CV NEWS FEED // Catholic thought leaders joined CatholicVote at the Napa Institute summer conference in Napa, California on Friday night for a panel to talk about the political moment we are living in and how Catholics can forge a path forward for the common good in modern politics.
CatholicVote President Brian Burch was joined on the panel by former Congressman Dan Lipinski (D-IL), who was one of the only remaining pro-life Democrats in Congress until he left office earlier this year; Philip Brach, vice president for college relations at Belmont Abbey College, a Catholic college in North Carolina; and R.R. Reno, editor of First Things, a Catholic academic journal.

From left to right: CatholicVote President Brian Burch; Philip Brach of Belmont Abbey College; U.S. Senate candidate Blake Masters; and First Things editor R.R. Reno.
Senator Marco Rubio (R-FL) sent a video greeting for the event in which he made the case for a common good conservatism that puts families first. “As a policymaker and a Catholic,” Rubio said, “my faith obligates me to work to provide relief for working parents and expand the sense of dignity that comes with a good, stable job.”
Burch made the case that politics is made to serve the needs of men and women, rather than being a good in itself. With that foundation, he argued, fighting woke politics doesn’t just mean banning critical race theory or transgender males in women’s sports, but offering a vision of human dignity that shines brighter than the left’s. He said children and families should come first and called for policies that allow families to have more children and for one parent to be able to stay at home with their kids without needing a second income, should they choose that path. And he said faith should be at the center: “We need less kneeling at sporting events and more kneeling in churches.”

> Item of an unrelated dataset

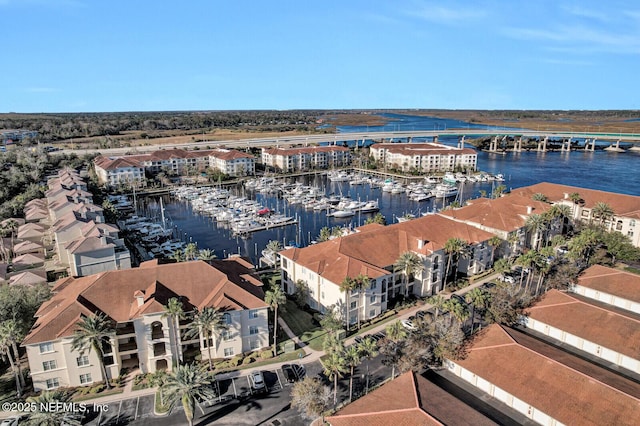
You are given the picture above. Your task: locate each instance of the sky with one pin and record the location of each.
(142, 55)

Brach lauded the strong Catholic colleges which are part of the Cardinal Newman Society, a group which vets Catholic universities for fidelity to the faith. He pointed out that both Belmont Abbey and Franciscan University of Steubenville have alumni currently serving in Congress.

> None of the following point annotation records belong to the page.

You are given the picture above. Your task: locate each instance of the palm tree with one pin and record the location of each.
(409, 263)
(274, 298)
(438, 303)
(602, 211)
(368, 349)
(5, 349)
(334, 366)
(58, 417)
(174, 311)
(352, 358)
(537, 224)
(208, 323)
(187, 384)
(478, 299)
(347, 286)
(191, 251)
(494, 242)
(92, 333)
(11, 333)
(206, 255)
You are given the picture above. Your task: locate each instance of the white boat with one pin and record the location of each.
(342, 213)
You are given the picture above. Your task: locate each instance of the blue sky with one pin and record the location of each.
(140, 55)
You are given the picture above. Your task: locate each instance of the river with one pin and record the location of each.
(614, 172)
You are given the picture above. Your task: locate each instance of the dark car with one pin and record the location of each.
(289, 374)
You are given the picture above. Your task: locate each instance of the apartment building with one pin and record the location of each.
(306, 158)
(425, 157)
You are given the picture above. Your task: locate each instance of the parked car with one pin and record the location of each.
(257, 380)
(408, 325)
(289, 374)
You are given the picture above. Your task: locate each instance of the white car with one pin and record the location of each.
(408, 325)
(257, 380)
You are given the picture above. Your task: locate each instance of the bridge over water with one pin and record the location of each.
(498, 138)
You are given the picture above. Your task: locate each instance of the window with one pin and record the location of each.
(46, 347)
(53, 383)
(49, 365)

First Things editor Rusty Reno called for “a politics of solidarity” in which patriotism is both rallying around the flag and rallying around our fellow Americans and building a country where the average family can succeed and leave a legacy for their children.
Former Rep. Dan Lipinski, D-IL, detailed how the abortion lobby spent $3 million to defeat him in the Democrat primary in 2018. He survived, but was defeated after another big money campaign against him in 2020. “I always tried to be a Catholic-first representative,” Lipinski said. Lipinski made the case for a third way focused on patriotism and family.
Burch pointed to two examples of Catholics taking common good conservatism from theory to action: J.D. Vance, author of Hillbilly Elegy, who is running for U.S. Senate from Ohio, and Blake Masters, a venture capitalist who is running for U.S. Senate from Arizona and also spoke at the event. Masters was attacked by by left-wing activists last week for saying that families should be able to raise their kids on a single income. Both Vance and Masters are Catholics in their 30s with young families who, Burch said, “embody this vision of a Catholic-informed common good approach to politics that is, I believe, the winning coalition.”